Hành động

Chương trình Nghiên cứu AI Safety Mùa Thu 2025

(Cơ hội này sẽ hoàn toàn trong tiếng Anh, do bản chất của chương trình nghiên cứu cần đọc tài liệu tiếng Anh chuyên ngành. Tuy nhiên, bạn vẫn có thể giao tiếp với điều phối viên HAISN bằng tiếng Việt nếu muốn).

Applications is now open - apply here.

-

Antoan.AI is partnering with Hanoi AI Safety Network on the Fall Research Fellowship (FRF) to offer undergraduate/graduate students and early-career/mid-career professionals the opportunity to engage in AI safety research and join a community of people working on AI safety. Previous fellows have published their research projects at ICLR, ICML, and AAAI.

FRF projects span safety evaluations, interpretability, AI control, adversarial robustness, and more. You will have the chance to express your interests and preferred project further into the applications.

The FRF will run for 1-3 months starting August, depending on the nature of your project and participants’ availabilities. The FRF can be participated part-time and remotely. Funding is available for GPU compute and AI subscriptions.

You might be a good fit if:

  • You are interested in making advanced AI systems safe and trustworthy.
  • You have a technical background (e.g. ML, CS, cybersecurity, maths, physics, neuroscience, etc).
  • You are curiosity-driven and willing to pursue your own ideas.
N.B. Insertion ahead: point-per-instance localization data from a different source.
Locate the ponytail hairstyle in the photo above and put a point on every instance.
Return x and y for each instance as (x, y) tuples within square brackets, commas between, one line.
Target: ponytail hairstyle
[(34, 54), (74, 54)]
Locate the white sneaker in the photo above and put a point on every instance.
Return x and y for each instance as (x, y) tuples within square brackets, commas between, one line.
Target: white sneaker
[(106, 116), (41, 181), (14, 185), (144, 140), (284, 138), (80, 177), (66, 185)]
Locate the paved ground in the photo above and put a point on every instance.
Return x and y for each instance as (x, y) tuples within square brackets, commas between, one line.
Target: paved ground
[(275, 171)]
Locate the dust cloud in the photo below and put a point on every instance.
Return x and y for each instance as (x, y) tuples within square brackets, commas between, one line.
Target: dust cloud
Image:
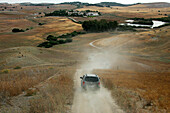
[(99, 101)]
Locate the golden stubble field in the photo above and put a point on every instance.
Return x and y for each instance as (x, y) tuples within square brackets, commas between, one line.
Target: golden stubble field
[(46, 73), (53, 25)]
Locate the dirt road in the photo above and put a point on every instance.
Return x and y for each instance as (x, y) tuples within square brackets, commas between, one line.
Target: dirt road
[(92, 101)]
Plus points (although not a requirement)

  • You have or plan to pursue a career in research.
  • Deep understanding of AI safety arguments and landscape.

The application process includes filling out a short form and a chat with one of our organisers. We will review applications on a rolling basis, and the deadline to apply is Friday August 8th 23:59 AOE. For more information, fill out this form.

Example AI safety projects below. Feel free to express interest in any of these, or propose your own!

  • Current AI systems often know when they are being evaluated. This is concerning, as it undermines the reliability of safety evaluations and allows for strategic deception, such as sandbagging (intentionally doing badly on evaluations). Blackbox approaches, i.e. simply asking the models when they are aware, might introduce unwanted signals, or might not be effective if models are sandbagging. Prior research points to interpretability tools as a promising avenue. Can we create model organisms of evaluation awareness sandbaggers through finetuning, then demonstrate that whitebox approaches such as probing or noising outperform purely blackbox?